Fletcher wusste, dass er recht hatte. Heute kamen die Händler, viele hatten ihre Töchter dabei. Sie waren alle in der Stadt geboren und aufgewachsen, trugen lange Faltenröcke und kunstvoll geflochtene Frisuren. Auch wenn er aus Erfahrung wusste, dass die meisten bei seinem Anblick nur die Nase rümpfen würden, konnte es nicht schaden, wenn Fletcher zumindest einigermaßen vorzeigbar aussah.

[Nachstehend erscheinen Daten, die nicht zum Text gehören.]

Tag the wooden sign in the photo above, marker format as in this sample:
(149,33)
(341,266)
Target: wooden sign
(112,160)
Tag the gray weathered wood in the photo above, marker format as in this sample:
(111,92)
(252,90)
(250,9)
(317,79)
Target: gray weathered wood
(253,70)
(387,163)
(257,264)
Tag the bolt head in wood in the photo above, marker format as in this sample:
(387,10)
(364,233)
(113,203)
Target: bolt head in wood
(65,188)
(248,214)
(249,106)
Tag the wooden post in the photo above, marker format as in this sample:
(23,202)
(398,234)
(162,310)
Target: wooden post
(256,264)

»Ab jetzt mit dir. Während du dich rasierst, lege ich dir was zum Anziehen raus. Und keine Widerrede! Je adretter du aussiehst, desto besser fürs Geschäft.«

Die Schmiede befand sich gleich neben dem Tor, und die Palisade führte nur wenige Meter hinter der Rückwand von Fletchers Zimmer vorbei. In dem Zwischenraum stand ein Waschzuber, daneben lag ein kleiner Spiegel. Dorthin ging Fletcher nun, kehrte in die klirrende Kälte zurück und schabte sich mit seinem Häutemesser den schwarzen Flaum aus dem Gesicht. Dann begutachtete er das Ergebnis im Spiegel.

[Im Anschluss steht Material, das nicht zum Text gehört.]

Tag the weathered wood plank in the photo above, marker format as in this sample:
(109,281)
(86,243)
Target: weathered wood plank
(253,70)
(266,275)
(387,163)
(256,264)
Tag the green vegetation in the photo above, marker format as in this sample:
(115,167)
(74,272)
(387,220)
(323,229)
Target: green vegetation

Er war so blass wie die meisten in Pelz. Die Sommer hier waren kurz, nicht mehr als ein paar glückliche Wochen, während derer die Jungen auf Forellenfang gingen und Haselnüsse über dem Feuer rösteten. Es war die einzige Zeit des Jahres, zu der Fletcher sich nicht wie ein Außenseiter fühlte.

Sein Gesicht war kantig, er hatte hohe Wangenknochen und dunkelbraune Augen, die vielleicht einen Hauch zu tief in den Höhlen saßen. Sein Haar war pechschwarz und so dicht, dass Berdon es mit der Schere für die Schafe schnitt, wenn es gar zu lang und wild wurde. Fletcher wusste zwar, dass er nicht hässlich war, aber im Vergleich zu den reichen, wohlgenährten Söhnen mit ihren roten Wangen und dem blonden Haar war er eben auch nicht hübsch. Kaum jemand hier oben im Norden hatte dunkles Haar. Dass Fletcher so herausstach, war jedoch kein Wunder: Er war ein Findelkind gewesen, das jemand vor dem Tor von Pelz ausgesetzt hatte. Noch so etwas, das ihn von allen anderen Einwohnern unterschied.

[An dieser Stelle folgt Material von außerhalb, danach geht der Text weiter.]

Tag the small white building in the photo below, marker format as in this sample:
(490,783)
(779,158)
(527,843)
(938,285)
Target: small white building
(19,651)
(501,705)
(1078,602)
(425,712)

Berdon hatte ihm eine blaue Tunika und leuchtend grüne Hosen aufs Bett gelegt. Als Fletcher sie sah, lief er kreidebleich an, verkniff sich unter Berdons strengem Blick aber jeden Kommentar. Außerdem war die gewagte Farbkombination am Markttag nichts Ungewöhnliches. Die Händler kleideten sich oft noch viel schriller.

»Umziehen kannst du dich ja alleine«, sagte Berdon mit einem Grinsen und verschwand.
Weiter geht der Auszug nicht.